Support Vector Machine(2.1)-Solving dual problem for hard margin maximization
SVM之硬间隔最大化
In the last section, (1.8) is a convex quadratic programming problem. Using the method of Lagrange multipliers, (1.8) could be represented as: $$ L(w,b,\alpha) = \frac{1}{2} {\Vert w \Vert}^2 + \sum\limits_{i=1}^{N} \alpha_i (1-y^{(i)}(w \cdot x^{(i)} + b)), \alpha_i \ge 0 \tag{2.1}$$
The dual problem is: $$\max\limits_{\alpha} \ \min\limits_{w,b} L(w,b,\alpha) \tag{2.2}$$
Solving $\min\limits_{w,b} L(w,b,\alpha)$
$$ \nabla_w L(w,b,\alpha) = w - \sum\limits_{i=1}^{N} \alpha_i y^{(i)} x^{(i)} = 0 \\ \nabla_b L(w,b,\alpha) = \sum\limits_{i=1}^{N} \alpha_i y^{(i)} = 0 \tag{2.3}$$
Combine (2.3) with (2.1), we have the dual problem:
$$ \begin{align}
& \max\limits_{\alpha} \left\lbrace - \frac{1}{2} \sum\limits_{i=1}^{N} \sum\limits_{j=1}^{N} \alpha_i \alpha_j y^{(i)} y^{(j)} (x^{(i)} \cdot x^{(j)}) + \sum\limits_{i=1}^{N} \alpha_i \right\rbrace \\
& s.t. \quad \sum\limits_{i=1}^{N} \alpha_i y^{(i)} = 0, \alpha_i \ge 0
\end{align} \tag{2.4}$$
Solving $\alpha$ for $\max\limits_{\alpha} \ \min\limits_{w,b} L(w,b,\alpha) $
$$ \begin{align}
& \min\limits_{\alpha} \left\lbrace \frac{1}{2} \sum\limits_{i=1}^{N} \sum\limits_{j=1}^{N} \alpha_i \alpha_j y^{(i)} y^{(j)} (x^{(i)} \cdot x^{(j)}) - \sum\limits_{i=1}^{N} \alpha_i \right\rbrace \\
& s.t. \quad \sum\limits_{i=1}^{N} \alpha_i y^{(i)} = 0, \alpha_i \ge 0
\end{align} \tag{2.5}$$
The solved parameter $\alpha^{*}$ should satisfy the KKT condition (2.3), (2.4) and $ \alpha_i^{*} (1-y^{(i)}(w^{*} \cdot x^{(i)} + b^{*})) = 0 $
Solving $w,b$
Once $\alpha^{*}$ is solved, we have: $$ w^{*} = \sum\limits_{i=1}^{N} \alpha_i^{*} y^{(i)} x^{(i)} \\ b^{*} = y^{(j)} - \sum\limits_{i=1}^{N} \alpha_i^{*} y^{(i)} (x^{(i)} \cdot x^{(j)}) \tag{2.6}$$ in which the $(x^{(j)}, y^{(j)})$ satisfies: $ 1-y^{(j)}(w^{*} \cdot x^{(j)} + b^{*}) = 0 $, which means it’s on the classification border.
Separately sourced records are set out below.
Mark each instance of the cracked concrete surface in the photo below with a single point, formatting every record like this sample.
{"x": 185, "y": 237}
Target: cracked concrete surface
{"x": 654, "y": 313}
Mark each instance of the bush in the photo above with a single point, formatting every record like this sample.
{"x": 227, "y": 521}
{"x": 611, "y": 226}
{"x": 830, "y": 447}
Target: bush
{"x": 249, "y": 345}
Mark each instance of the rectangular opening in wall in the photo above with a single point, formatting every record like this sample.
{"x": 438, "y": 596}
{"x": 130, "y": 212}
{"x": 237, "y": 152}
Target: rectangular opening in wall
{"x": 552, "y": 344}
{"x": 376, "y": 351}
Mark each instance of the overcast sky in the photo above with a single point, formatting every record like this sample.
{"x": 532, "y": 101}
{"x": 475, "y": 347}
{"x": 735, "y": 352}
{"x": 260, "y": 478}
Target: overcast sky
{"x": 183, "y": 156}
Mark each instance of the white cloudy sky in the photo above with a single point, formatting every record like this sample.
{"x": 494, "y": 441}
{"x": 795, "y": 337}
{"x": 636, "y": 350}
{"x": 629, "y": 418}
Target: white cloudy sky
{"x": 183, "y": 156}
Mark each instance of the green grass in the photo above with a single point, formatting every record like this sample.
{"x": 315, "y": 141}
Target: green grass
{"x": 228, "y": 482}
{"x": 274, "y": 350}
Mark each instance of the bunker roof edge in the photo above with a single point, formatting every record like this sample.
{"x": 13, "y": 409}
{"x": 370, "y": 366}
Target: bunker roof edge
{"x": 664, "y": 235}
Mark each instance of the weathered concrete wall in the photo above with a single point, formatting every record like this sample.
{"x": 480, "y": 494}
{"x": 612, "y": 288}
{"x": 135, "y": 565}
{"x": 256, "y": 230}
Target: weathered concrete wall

Notice that when $\alpha_i = 0$, $(x^{(i)}, y^{(i)})$ has no contribution in deciding the $w$ and $b$, which means that only a few points on the border decides the SVM with their $\alpha_i > 0$, and $ 1-y^{(i)}(w^{*} \cdot x^{(i)} + b^{*}) = 0 $, they are support vectors.